## Minimal Random Forest Classifier Implementation

In [1]:
from concurrent.futures import ProcessPoolExecutor, as_completed

In [2]:
import numpy as np

In [3]:
from sklearn.base import BaseEstimator
from scipy.stats import mode

In [4]:
class Node:
    def __init__(
        self, *, feature=None, threshold=None, left=None, right=None, value=None
    ):
        self.feature = feature
        self.threshold = threshold
        self.left = left
        self.right = right
        self.value = value

    @property
    def is_leaf_node(self):
        return self.value is not None

In [5]:
class DecisionTreeClassifier(BaseEstimator):
    def __init__(self, max_depth=100, min_samples_split=2, n_features=None):
        self.min_samples_split = min_samples_split
        self.max_depth = max_depth
        self.n_features = n_features
        self.root = None
        self.X_features_n = None

    @staticmethod
    def _most_frequent(x):  # Finding most frequent number of an array.
        return mode(x, keepdims=False)[0]

    @staticmethod
    def _entropy(x):
        return -np.sum(
            np.fromiter(
                (
                    p * np.log(p)
                    for p in np.divide(np.bincount(x), (x.shape[0]))
                    if p > 0
                ),
                dtype=np.float64,
            )
        )

    @staticmethod
    def _split(x, threshold):
        condition = x <= threshold
        return (
            np.argwhere(condition).flatten(),
            np.argwhere(np.invert(condition)).flatten(),
        )

    def _information_gain(self, x, y, threshold):
        parent_entropy = self._entropy(y)
        # child
        left_idx, right_idx = self._split(x, threshold)
        if (left_idx.size == 0) or (right_idx.size == 0):
            return 0

        # Weighted average of children entropy
        child_left_entropy = self._entropy(y[left_idx])
        child_right_entropy = self._entropy(y[right_idx])
        child_entropy = (
            left_idx.shape[0] * child_left_entropy
            + right_idx.shape[0] * child_right_entropy
        ) / y.shape[0]

        return parent_entropy - child_entropy

    def _best_split(self, X, y, features_idx):
        best_gain = 0
        split_idx, split_threshold = None, None

        for feature_idx in features_idx:
            thresholds = np.unique(X[:, feature_idx])
            for threshold in thresholds:
                gain = self._information_gain(X[:, feature_idx], y, threshold)

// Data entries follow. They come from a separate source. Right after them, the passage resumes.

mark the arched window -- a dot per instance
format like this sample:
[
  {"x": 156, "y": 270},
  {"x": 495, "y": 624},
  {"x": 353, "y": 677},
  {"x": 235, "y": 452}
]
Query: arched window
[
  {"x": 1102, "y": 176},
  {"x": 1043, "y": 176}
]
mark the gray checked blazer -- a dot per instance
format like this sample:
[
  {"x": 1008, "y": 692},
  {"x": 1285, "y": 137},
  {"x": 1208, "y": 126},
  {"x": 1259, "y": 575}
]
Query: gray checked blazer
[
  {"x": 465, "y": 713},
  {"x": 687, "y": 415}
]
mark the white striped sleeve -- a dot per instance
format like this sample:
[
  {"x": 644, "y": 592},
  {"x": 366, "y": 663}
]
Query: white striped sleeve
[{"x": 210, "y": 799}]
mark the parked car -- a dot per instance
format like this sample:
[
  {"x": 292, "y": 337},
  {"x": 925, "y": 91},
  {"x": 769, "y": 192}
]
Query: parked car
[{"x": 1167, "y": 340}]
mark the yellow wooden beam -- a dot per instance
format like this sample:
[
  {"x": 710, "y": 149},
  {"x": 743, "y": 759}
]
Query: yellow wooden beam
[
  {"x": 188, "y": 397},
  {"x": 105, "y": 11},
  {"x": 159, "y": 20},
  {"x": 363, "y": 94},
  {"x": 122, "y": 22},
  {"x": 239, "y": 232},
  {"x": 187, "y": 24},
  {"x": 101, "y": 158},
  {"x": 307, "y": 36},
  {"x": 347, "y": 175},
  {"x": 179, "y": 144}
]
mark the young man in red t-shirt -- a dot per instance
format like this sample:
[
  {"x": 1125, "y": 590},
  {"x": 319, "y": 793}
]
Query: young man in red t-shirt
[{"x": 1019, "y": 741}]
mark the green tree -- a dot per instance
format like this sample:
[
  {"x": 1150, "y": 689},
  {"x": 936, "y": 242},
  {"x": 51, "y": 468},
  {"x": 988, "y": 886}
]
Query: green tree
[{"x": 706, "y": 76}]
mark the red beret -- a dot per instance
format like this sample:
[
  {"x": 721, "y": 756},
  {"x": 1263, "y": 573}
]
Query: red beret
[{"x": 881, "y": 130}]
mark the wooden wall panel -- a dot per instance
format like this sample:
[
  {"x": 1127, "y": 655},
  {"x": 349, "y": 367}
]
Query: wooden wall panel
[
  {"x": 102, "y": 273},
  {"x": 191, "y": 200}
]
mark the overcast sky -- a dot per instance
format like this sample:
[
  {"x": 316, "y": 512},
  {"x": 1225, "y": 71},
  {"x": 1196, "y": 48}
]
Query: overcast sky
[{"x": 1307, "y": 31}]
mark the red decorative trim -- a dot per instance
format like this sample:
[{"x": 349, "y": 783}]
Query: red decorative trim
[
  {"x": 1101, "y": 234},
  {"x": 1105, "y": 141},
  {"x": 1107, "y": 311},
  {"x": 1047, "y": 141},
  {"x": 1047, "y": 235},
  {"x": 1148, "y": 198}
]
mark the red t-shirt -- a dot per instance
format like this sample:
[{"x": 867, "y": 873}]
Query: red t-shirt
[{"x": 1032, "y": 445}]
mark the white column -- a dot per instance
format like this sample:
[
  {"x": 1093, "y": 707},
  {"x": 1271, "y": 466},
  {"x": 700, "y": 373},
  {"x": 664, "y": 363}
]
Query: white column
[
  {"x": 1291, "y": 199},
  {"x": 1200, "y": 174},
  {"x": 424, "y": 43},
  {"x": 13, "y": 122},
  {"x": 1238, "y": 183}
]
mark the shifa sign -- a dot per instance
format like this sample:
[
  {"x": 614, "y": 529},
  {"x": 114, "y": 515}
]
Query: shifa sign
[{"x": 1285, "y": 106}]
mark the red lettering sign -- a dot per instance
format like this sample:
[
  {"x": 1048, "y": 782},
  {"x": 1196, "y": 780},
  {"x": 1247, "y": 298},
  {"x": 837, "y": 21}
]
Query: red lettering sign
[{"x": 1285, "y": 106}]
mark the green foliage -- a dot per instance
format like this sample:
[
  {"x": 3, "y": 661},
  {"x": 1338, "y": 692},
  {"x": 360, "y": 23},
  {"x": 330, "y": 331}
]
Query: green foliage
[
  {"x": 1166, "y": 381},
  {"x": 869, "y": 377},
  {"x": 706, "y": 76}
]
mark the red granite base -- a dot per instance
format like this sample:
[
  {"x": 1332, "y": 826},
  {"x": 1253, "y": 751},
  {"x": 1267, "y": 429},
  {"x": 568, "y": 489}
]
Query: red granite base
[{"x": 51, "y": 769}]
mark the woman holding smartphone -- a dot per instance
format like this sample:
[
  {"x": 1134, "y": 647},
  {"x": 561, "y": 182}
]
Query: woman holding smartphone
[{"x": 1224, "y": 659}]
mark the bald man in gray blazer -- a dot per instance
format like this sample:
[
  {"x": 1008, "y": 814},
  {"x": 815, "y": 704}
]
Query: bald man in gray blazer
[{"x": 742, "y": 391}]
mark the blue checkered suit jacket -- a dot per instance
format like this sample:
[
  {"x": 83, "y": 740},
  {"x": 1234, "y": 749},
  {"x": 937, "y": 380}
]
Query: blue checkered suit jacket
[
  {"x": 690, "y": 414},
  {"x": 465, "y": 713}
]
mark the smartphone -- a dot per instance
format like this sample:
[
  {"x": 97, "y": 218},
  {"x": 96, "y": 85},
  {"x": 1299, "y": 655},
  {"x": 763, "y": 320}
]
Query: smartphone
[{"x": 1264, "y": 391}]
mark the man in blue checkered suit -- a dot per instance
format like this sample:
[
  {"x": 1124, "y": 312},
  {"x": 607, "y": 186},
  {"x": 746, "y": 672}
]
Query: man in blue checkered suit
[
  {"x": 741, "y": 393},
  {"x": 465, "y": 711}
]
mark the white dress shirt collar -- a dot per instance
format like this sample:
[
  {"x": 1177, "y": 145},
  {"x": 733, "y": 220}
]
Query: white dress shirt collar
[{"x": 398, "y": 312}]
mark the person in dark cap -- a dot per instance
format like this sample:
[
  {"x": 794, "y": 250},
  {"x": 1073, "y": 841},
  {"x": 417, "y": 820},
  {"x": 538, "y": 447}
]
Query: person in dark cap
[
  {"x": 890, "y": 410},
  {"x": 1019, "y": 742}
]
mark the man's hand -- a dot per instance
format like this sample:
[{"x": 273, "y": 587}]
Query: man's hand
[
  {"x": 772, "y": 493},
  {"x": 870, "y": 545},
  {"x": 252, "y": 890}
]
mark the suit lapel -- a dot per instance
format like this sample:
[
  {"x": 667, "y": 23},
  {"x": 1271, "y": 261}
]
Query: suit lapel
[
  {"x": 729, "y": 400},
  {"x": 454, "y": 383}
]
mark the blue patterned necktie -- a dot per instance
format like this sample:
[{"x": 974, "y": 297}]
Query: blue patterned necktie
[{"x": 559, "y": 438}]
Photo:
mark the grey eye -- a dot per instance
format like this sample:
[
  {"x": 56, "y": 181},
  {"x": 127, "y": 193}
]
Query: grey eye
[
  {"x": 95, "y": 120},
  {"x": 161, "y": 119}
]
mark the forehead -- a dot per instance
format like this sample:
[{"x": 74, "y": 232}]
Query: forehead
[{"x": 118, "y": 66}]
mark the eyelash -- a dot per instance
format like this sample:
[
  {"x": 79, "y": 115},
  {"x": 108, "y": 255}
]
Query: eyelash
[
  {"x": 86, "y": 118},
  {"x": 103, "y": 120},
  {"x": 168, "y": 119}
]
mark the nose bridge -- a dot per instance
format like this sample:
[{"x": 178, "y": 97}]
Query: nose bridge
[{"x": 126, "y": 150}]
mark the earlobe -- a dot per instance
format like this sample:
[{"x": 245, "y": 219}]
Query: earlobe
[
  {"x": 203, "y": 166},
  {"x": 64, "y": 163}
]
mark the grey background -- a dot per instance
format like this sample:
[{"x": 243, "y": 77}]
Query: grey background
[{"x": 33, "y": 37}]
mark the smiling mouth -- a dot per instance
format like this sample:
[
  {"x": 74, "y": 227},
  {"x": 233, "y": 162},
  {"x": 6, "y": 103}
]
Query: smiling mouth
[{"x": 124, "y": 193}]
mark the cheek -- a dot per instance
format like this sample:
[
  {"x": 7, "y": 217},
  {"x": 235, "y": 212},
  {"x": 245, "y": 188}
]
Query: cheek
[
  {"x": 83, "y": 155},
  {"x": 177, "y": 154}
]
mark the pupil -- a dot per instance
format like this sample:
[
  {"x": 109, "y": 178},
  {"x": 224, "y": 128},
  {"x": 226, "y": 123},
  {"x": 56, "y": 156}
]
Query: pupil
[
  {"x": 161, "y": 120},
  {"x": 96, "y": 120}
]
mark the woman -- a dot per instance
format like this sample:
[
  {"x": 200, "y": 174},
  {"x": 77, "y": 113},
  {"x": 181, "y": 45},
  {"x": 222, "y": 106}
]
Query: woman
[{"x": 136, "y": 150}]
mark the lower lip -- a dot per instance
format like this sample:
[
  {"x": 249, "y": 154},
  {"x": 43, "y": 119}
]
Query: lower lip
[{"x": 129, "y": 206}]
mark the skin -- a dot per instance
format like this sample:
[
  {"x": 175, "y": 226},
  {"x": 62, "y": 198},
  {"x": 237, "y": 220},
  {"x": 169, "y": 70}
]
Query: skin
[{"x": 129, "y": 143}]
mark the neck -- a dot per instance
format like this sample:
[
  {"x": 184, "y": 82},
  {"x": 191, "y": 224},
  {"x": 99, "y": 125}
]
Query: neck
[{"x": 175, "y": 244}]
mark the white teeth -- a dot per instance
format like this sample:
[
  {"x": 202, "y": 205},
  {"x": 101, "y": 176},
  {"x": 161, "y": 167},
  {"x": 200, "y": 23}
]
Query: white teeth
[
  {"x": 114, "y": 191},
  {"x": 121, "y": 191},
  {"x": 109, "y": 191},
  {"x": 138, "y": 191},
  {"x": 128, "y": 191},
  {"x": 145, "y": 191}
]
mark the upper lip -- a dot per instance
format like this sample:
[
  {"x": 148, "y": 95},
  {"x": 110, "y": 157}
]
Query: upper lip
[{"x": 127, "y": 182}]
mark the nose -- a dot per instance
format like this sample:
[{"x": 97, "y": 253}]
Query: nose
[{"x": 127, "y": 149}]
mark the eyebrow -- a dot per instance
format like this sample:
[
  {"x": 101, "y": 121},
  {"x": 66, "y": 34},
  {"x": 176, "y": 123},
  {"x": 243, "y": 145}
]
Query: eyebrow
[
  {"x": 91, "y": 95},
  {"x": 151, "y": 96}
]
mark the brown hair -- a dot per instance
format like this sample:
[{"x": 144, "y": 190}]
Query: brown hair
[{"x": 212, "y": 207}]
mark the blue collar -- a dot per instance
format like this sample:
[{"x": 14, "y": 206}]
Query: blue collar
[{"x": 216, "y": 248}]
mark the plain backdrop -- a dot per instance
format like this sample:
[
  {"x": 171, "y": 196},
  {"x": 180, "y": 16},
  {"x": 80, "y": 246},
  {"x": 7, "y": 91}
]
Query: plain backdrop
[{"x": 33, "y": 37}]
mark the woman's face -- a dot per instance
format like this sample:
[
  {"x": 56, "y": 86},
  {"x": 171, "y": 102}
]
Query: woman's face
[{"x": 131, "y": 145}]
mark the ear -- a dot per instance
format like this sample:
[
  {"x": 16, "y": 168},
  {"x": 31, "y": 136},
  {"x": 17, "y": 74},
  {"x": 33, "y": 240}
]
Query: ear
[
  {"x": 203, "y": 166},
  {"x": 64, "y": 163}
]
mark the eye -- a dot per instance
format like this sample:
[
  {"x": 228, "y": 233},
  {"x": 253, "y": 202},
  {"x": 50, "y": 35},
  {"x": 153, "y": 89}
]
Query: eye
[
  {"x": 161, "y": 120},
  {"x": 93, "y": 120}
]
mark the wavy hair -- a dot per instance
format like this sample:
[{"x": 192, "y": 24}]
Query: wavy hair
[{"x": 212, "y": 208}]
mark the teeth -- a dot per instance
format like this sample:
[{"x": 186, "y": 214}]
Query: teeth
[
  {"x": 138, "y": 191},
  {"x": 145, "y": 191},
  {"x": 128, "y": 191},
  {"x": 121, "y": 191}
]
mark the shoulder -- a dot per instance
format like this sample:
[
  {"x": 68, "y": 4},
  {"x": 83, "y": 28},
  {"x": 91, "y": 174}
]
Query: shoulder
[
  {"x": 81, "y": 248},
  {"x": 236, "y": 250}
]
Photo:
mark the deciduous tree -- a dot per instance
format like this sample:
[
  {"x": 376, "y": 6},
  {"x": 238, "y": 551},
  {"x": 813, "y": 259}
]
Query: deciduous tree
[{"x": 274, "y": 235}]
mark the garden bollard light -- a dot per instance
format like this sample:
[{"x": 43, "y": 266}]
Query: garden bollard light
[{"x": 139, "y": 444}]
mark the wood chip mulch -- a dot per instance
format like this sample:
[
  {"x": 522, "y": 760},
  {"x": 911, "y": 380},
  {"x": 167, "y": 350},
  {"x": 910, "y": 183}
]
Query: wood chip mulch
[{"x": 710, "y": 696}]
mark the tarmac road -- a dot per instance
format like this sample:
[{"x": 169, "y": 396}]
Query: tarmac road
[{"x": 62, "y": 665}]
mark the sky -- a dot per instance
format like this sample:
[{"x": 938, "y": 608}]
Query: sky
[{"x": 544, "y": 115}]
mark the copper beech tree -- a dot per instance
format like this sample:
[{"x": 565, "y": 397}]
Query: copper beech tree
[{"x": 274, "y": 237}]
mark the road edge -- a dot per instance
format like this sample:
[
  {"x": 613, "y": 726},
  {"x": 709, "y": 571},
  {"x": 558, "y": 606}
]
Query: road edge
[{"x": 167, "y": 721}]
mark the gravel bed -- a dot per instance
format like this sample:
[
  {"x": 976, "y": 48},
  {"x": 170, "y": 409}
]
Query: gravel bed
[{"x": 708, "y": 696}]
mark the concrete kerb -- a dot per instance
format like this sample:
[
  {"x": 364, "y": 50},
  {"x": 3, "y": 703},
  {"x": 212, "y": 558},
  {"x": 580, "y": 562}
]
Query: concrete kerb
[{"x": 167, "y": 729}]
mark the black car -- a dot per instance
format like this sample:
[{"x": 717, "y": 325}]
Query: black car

                if gain >= best_gain:
                    best_gain = gain
                    split_idx = feature_idx
                    split_threshold = threshold

        return split_idx, split_threshold

    def _grow_tree(self, X, y, depth=0):
        n_labels = np.unique(y).shape[0]

        # In these cases, we need to stop
        if (
            depth >= self.max_depth
            or n_labels == 1
            or X.shape[0] < self.min_samples_split
        ):
            return Node(value=self._most_frequent(y))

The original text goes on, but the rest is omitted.